No modelo clássico da sociedade habitada por indivíduos racionais, utilitaristas, proprietários de mercadorias e dos fatores de produção, a moeda só é necessária formalmente como moeda de conta e meio de troca. A moeda é neutra e determina o nível geral de preços sem qualquer efeito de longo prazo sobre a economia de intercâmbio de mercadorias, cujos valores relativos são mensurados pela utilidade marginal dos agentes. Também é nesse espaço de mensuração que são tomadas as “decisões de produção” dos indivíduos proprietários do capital e do trabalho. Locke, como os demais pensadores liberais enfrentou o susto ao observar a experiência da aquisição da propriedade mediante o exercício da acumulação monetária.  Para o filósofo liberal, o avanço da sociedade mercantil enseja um fenômeno perturbador: o dinheiro permite o acesso à propriedade independentemente do   trabalho. A existência do dinheiro torna arbitrária a apropriação dos bens e da propriedade em geral. Locke menciona   a questão incômoda, mas a abandona. Hume enfrentou o demônio com a hipótese quantitativa dos tempos da base áurea dos sistemas monetários. “Eu conheço poucos métodos de derrubar o dinheiro abaixo de seu nível como [o fazem], bancos, fundos e papéis de crédito, instituições muito praticadas nesse Reino. Isso torna os papéis equivalentes ao dinheiro, circulando por todo o país, substituindo o ouro e a prata e elevando proporcionalmente o preço do trabalho e das mercadorias e, dessa forma, banindo grande parte desses metais preciosos…”.

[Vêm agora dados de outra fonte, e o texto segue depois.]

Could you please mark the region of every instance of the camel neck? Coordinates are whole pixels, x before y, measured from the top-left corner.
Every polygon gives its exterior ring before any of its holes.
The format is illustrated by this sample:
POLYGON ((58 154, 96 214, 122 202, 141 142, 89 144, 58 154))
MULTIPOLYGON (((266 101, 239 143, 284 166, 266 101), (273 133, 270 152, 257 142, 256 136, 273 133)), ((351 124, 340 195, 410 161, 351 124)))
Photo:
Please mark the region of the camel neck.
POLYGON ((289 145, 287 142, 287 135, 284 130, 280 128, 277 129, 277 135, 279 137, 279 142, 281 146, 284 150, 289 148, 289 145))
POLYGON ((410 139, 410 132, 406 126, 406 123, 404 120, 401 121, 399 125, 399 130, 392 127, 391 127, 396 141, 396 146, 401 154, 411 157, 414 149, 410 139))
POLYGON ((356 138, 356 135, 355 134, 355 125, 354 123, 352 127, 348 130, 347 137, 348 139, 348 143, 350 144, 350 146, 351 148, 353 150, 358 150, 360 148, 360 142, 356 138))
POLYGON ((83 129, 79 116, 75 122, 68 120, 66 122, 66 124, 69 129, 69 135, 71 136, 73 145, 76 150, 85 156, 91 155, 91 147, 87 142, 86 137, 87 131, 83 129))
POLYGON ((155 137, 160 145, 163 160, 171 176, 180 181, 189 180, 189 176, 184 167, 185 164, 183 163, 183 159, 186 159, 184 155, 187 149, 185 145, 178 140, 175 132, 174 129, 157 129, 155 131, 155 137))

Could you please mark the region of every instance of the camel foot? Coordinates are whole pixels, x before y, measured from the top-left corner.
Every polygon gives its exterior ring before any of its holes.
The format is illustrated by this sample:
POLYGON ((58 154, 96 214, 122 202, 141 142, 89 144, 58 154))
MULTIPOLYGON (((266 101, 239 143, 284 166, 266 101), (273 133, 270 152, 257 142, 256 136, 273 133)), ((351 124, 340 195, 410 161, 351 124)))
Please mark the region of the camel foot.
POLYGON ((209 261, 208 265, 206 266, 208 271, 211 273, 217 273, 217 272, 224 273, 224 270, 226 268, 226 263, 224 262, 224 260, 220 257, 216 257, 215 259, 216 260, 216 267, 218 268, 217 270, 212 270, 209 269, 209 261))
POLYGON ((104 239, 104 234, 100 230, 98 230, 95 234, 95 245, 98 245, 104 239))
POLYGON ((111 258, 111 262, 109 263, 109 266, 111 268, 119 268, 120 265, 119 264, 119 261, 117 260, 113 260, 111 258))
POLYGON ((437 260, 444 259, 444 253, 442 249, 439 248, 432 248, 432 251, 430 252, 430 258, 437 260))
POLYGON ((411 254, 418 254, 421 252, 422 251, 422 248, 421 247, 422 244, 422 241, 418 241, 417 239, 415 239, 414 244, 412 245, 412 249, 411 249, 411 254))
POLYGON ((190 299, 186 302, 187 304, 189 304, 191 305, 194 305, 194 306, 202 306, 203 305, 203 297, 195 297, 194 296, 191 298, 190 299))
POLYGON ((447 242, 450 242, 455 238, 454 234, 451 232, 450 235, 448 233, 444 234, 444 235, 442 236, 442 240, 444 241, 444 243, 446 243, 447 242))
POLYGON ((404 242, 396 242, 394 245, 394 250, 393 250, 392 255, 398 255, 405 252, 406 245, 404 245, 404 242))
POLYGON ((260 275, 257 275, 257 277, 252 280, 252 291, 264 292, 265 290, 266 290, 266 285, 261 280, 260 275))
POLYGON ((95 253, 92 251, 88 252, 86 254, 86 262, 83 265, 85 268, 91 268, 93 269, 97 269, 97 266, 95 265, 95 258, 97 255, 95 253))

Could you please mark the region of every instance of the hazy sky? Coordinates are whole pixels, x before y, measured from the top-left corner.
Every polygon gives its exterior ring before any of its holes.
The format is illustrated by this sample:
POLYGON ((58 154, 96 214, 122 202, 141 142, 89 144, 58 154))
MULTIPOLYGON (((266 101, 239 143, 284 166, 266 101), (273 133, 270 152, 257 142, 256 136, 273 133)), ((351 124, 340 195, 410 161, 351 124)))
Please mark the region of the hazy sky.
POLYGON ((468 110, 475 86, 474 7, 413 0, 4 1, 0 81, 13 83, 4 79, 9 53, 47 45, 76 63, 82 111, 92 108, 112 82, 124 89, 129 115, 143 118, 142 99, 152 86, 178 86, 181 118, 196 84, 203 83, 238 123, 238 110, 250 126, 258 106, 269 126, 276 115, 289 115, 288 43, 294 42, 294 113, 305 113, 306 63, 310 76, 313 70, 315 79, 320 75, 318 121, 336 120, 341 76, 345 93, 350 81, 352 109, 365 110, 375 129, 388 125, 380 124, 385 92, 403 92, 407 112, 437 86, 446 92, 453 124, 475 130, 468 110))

No livro Monetary Theory and Policy From Hume and Smith to Wicksell, Arie Arnon trata das divergências entre David Hume e Adam   Smith. Hume assume a completa naturalidade do sistema monetário apoiado nas regras de ajustamento automático entre quantidade de moeda metálica, as flutuações de preços relativos e a entrada e saída de ouro do país (Price-Specie-Flow Mechanism). Adam Smith investigou as relações entre o ouro, base natural e internacional da circulação monetária, e a emissão de papel-moeda nacional pelos bancos. “O aumento na quantidade de papel moeda e a consequente redução no valor da moeda total, aumenta necessariamente o preço das mercadorias. Mas, se a quantidade de ouro e prata retirada da circulação monetária igualar a quantidade de papel moeda adicionado, a oferta monetária não se eleva necessariamente. ” Para compatibilizar a emissão de papel-moeda pelos bancos e as imposições do ajustamento das reservas-ouro,  Smith recorreu à hipótese das transações reais ( real bills) que postulava a concorrência e o auto interesse como garantias da disciplina dos banqueiros, empenhados em descontar tão somente papéis que registrassem transações reais entre proprietários de mercadorias. Cauteloso, Smith recomendava restrições à liberdade para a operação dos bancos, “que podem colocar em perigo a segurança de toda a sociedade e, por isso, devem ser disciplinados pelas leis dos governos, desde os mais livres aos mais despóticos.” 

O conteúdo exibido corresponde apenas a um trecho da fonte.